Już po czterech spotkaniach drużyna Stanów Zjednoczonych zapewniła sobie awans do ćwierćfinału Grupy Światowej na nawierzchni trawiastej w Melbourne. Po pierwszym niedzielnym spotkaniu USA prowadzi z Australią 3:1.
Zdecydowanym kluczem do zwycięstwa Johna Isnera nad Bernardem Tomiciem był niesamowity serwis. Przez dwie godziny i piętnaście minut „Big John” nie popełnił ani jednego podwójnego błędu, a przy tym posłał 49 asów! Ostatecznie mecz zakończył się wynikiem 6:4 6:4 5:7 7:6 (4).

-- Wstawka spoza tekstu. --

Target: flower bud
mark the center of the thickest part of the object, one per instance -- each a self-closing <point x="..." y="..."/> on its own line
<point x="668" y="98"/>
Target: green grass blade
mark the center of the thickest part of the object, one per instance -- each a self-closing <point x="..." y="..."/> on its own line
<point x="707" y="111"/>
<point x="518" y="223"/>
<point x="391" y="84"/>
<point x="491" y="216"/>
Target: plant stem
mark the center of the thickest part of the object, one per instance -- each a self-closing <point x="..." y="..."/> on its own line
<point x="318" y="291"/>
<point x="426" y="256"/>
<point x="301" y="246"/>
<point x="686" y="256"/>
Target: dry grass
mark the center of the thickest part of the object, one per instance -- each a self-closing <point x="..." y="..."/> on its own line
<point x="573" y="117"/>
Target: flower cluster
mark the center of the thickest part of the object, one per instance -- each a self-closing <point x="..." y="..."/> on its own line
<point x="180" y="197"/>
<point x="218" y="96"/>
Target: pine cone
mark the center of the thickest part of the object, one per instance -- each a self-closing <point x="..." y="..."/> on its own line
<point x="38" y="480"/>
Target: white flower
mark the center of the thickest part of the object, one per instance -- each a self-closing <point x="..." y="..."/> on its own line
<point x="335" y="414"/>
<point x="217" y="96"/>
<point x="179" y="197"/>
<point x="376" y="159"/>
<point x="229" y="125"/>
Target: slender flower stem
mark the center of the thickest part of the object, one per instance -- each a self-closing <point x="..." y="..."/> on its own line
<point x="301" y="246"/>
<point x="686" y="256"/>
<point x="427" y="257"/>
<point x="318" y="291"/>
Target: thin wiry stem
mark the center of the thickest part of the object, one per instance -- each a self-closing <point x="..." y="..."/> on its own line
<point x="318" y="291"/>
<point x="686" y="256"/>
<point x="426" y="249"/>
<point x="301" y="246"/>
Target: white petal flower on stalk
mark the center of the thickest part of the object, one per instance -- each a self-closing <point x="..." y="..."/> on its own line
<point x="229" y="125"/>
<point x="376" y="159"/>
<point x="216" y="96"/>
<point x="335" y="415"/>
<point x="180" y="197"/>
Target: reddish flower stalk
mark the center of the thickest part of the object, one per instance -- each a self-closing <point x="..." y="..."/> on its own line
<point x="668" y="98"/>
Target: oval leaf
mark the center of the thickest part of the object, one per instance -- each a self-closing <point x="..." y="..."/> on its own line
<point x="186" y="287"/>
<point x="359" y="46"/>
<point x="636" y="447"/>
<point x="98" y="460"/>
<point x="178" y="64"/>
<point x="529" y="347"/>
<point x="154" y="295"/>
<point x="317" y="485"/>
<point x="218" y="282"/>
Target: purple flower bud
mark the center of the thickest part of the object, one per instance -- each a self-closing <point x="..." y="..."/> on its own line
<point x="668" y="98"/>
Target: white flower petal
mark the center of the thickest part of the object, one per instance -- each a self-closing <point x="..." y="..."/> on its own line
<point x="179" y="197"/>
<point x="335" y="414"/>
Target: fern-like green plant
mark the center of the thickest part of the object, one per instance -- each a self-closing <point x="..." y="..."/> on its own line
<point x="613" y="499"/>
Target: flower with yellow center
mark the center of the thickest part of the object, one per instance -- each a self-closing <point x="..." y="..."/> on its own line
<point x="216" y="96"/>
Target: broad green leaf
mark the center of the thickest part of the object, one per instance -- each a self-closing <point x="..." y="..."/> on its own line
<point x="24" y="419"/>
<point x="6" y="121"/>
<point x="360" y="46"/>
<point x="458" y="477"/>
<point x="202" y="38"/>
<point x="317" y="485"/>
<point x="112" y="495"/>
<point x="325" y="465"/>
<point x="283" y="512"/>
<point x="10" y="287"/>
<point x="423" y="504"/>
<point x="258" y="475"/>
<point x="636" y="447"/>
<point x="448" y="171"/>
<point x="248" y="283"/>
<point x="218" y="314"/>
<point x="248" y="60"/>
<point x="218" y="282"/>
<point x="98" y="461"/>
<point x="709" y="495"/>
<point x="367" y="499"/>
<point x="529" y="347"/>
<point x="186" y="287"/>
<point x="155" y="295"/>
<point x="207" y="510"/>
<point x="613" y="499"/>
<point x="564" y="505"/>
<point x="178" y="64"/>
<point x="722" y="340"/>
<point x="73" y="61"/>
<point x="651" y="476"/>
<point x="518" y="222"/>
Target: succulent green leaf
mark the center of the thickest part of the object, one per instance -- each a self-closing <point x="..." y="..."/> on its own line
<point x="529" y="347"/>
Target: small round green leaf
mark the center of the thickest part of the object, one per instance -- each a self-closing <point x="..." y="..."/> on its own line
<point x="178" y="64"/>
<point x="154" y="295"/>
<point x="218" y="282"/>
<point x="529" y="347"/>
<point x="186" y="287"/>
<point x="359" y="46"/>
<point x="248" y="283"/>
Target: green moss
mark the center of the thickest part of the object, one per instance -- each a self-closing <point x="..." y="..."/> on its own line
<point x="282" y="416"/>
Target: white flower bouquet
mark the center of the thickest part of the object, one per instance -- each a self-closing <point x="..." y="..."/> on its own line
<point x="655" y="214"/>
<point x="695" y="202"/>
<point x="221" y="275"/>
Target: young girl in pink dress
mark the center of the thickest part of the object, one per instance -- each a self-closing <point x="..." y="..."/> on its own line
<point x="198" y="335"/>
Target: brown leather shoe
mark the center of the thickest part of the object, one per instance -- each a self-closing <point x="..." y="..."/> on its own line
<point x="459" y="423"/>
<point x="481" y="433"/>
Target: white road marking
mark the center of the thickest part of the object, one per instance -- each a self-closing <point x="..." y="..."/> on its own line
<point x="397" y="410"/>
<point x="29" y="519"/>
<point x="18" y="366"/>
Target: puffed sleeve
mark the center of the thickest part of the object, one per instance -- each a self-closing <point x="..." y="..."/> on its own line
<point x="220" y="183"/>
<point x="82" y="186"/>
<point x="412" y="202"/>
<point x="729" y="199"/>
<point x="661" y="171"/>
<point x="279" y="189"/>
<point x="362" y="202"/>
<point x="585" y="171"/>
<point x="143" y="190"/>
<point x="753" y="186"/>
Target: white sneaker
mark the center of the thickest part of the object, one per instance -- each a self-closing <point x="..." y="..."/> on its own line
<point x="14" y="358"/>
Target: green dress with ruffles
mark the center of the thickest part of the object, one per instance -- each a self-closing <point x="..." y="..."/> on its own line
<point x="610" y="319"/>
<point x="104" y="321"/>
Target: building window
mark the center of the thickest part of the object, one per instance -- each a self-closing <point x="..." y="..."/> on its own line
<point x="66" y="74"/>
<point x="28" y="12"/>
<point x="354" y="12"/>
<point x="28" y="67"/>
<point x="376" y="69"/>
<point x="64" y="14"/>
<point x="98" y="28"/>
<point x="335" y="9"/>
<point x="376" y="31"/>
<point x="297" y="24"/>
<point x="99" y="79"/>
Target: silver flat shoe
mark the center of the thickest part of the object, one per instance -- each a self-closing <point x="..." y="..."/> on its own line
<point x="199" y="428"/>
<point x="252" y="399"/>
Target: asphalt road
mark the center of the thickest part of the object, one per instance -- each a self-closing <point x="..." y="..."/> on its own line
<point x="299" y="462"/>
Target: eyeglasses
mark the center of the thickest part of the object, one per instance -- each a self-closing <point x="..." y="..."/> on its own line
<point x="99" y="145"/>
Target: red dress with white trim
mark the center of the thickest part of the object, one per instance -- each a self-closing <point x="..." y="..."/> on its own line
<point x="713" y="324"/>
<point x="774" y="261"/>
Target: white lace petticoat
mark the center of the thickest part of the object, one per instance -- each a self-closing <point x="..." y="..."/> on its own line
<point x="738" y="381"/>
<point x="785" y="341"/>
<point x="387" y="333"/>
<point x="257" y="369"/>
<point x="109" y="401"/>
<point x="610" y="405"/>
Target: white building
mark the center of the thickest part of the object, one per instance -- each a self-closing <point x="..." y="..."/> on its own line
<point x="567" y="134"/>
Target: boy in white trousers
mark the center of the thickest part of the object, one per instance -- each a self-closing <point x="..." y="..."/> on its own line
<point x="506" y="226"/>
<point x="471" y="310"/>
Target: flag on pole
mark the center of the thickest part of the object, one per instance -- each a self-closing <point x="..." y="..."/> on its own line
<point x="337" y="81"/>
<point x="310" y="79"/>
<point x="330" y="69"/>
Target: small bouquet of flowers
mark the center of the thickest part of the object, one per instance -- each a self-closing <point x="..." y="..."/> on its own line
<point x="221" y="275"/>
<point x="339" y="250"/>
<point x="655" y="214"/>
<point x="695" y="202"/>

Walkę o miejsce w półfinale Amerykanie stoczą z lepszym z pojedynku Chorwatów z ubiegłorocznymi finalistami tych rozgrywek, Belgami. Jak na razie, w Liege prowadzą goście 2:1.
—
Australia – USA 1:3
Sam Groth – John Isner 6:7 (2) 2:6 2:6
Bernard Tomic – Jack Sock 7:6 (2) 6:3 3:6 6:4
Hewitt/Peers – Bryan/Bryan 3:6 3:6 6:4 6:4 3:6
Bernard Tomic – John Isner 4:6 4:6 7:5 6:7 (4).